Directed by: Daniel Patrick Carbone
Starring: Ryan Jones, Nathan Varnson, Colm O'Leary, Christina Starbuck
Nine year old Tommy (Jones) and his 14 year old brother Eric (Varnson) are spending their summer in the manner common to most young men left to their own devices without the distraction of school: aimlessly wandering their neighbourhood. In this case, said locale is deep in rural New Jersey, a place that gives the impression of somewhere that once played an important role in America's development, but has long since fallen into disrepair.
An impressively structured bridge, now out of action and overgrown with weeds and coated in graffiti, looms over the area like a man-made Stonehenge, a structure whose purpose has drastically altered over time. While it appears to have initially been built as way through town, now it represents a way out, its elevation an ultimate solution to teen angst, the riverbank below a final resting place for the broken bodies of those no longer able to carry on. It's on this riverbank that Eric discovers the fresh corpse of Ian, a close friend of Tommy.
Both brothers react to the tragedy in different ways. Tommy is still at that age where he views the world with wonder, and though grief-stricken, he carries on as normal, fascinated by the insects that crawl on his body, and always looking to the skies, or at least the tree lined canopies of the area's back-roads. Eric, however, is at the age where we begin to forsake our sense of awe as we search for explanations, a time when doodles become diagrams; he becomes sullen, withdrawn and aggressive. Writer-director Daniel Patrick Carbone captures this contrast beautifully in a sequence where Eric gives his younger brother a ride on his bike. Travelling through byroads blanketed by nature's finery, Tommy gazes around him at the spectacle, nature's wonder echoed in his eyes, while Eric simply stares ahead, his face bereft of emotion.

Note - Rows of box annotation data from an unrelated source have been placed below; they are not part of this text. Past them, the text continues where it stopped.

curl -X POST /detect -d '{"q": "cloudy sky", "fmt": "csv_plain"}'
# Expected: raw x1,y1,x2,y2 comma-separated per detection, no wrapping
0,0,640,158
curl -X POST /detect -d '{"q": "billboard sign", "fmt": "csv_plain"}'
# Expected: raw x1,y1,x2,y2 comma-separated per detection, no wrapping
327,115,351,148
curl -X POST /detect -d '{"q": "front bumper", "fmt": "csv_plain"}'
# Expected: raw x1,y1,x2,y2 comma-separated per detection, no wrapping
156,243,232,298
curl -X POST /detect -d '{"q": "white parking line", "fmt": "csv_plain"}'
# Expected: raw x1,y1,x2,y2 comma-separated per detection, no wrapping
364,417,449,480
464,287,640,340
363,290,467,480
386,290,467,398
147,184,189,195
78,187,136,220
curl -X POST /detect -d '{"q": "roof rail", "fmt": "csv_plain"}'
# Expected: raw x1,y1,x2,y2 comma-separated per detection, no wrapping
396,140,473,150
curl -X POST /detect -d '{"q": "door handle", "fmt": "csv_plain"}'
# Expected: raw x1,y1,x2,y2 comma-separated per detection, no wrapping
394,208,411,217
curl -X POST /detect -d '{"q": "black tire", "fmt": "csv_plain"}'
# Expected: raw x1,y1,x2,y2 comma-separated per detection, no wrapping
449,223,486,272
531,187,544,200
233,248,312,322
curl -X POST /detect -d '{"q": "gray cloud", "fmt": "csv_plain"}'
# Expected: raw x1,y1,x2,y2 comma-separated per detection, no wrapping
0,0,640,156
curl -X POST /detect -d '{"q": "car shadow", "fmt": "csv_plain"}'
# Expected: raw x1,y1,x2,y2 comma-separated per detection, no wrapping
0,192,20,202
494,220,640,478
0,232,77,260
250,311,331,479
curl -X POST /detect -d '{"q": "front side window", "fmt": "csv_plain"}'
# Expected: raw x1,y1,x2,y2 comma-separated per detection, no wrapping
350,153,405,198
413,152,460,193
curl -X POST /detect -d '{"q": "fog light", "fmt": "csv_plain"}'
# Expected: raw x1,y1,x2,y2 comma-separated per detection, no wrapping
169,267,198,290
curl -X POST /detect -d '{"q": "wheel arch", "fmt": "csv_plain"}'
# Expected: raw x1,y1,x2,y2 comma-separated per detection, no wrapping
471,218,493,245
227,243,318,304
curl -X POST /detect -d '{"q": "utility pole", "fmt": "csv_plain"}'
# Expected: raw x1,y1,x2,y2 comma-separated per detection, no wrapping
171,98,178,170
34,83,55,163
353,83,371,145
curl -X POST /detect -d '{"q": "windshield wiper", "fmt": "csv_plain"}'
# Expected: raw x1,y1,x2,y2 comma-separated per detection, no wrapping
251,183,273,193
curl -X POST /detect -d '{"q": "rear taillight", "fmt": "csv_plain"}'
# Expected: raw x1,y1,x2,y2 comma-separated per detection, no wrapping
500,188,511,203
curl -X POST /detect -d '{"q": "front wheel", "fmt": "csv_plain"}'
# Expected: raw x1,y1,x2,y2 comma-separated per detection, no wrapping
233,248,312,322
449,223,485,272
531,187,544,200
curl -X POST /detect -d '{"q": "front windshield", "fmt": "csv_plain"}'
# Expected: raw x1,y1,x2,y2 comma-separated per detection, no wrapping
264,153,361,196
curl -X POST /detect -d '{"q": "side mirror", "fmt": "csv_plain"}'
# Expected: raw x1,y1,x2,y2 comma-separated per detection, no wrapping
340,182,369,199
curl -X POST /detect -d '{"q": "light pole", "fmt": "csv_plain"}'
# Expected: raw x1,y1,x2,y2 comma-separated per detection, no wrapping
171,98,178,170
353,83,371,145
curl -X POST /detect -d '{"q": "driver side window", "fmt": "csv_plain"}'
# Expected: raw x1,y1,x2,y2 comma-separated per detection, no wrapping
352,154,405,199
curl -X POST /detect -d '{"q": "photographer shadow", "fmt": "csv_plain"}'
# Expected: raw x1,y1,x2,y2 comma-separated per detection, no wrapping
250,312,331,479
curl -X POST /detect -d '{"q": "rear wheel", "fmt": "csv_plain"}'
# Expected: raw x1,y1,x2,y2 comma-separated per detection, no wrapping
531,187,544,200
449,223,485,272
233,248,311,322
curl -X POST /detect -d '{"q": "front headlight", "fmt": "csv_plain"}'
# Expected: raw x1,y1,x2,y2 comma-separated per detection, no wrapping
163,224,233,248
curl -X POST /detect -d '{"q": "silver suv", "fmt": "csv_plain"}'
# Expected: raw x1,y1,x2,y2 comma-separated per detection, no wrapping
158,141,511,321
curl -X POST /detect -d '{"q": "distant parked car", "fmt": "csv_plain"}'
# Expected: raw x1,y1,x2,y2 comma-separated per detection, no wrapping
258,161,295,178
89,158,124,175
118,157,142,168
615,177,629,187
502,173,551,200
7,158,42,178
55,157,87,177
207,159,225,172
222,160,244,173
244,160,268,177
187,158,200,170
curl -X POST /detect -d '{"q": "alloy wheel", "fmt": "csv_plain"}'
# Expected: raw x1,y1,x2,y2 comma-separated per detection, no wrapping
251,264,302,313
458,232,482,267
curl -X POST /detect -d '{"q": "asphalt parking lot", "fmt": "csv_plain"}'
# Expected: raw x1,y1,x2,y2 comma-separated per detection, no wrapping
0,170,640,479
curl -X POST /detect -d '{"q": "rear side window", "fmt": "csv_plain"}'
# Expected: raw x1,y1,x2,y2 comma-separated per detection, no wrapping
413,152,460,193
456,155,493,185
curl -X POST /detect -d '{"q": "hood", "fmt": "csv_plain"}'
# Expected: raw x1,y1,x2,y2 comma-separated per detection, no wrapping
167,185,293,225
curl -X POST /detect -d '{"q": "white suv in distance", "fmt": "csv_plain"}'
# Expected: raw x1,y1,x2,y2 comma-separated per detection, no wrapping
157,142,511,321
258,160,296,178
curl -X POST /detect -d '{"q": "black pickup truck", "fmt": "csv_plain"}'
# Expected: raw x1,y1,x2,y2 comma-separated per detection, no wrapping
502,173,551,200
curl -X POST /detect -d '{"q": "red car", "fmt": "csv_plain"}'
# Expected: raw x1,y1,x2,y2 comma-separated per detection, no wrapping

In questioning man's relationship with his surroundings, Carbone's film recalls the great works of the Australian New Wave. The bridge seems to hold an almost mystical, yet threatening power, like the title locale of Peter Weir's Picnic at Hanging Rock. At an economical 81 minutes, Carbone makes every shot count, each cut snapping into place like an essential jigsaw puzzle piece. At a time when so many films favour bladder testing run times, Carbone reminds us that the secret of cinema lies in moments, not minutes.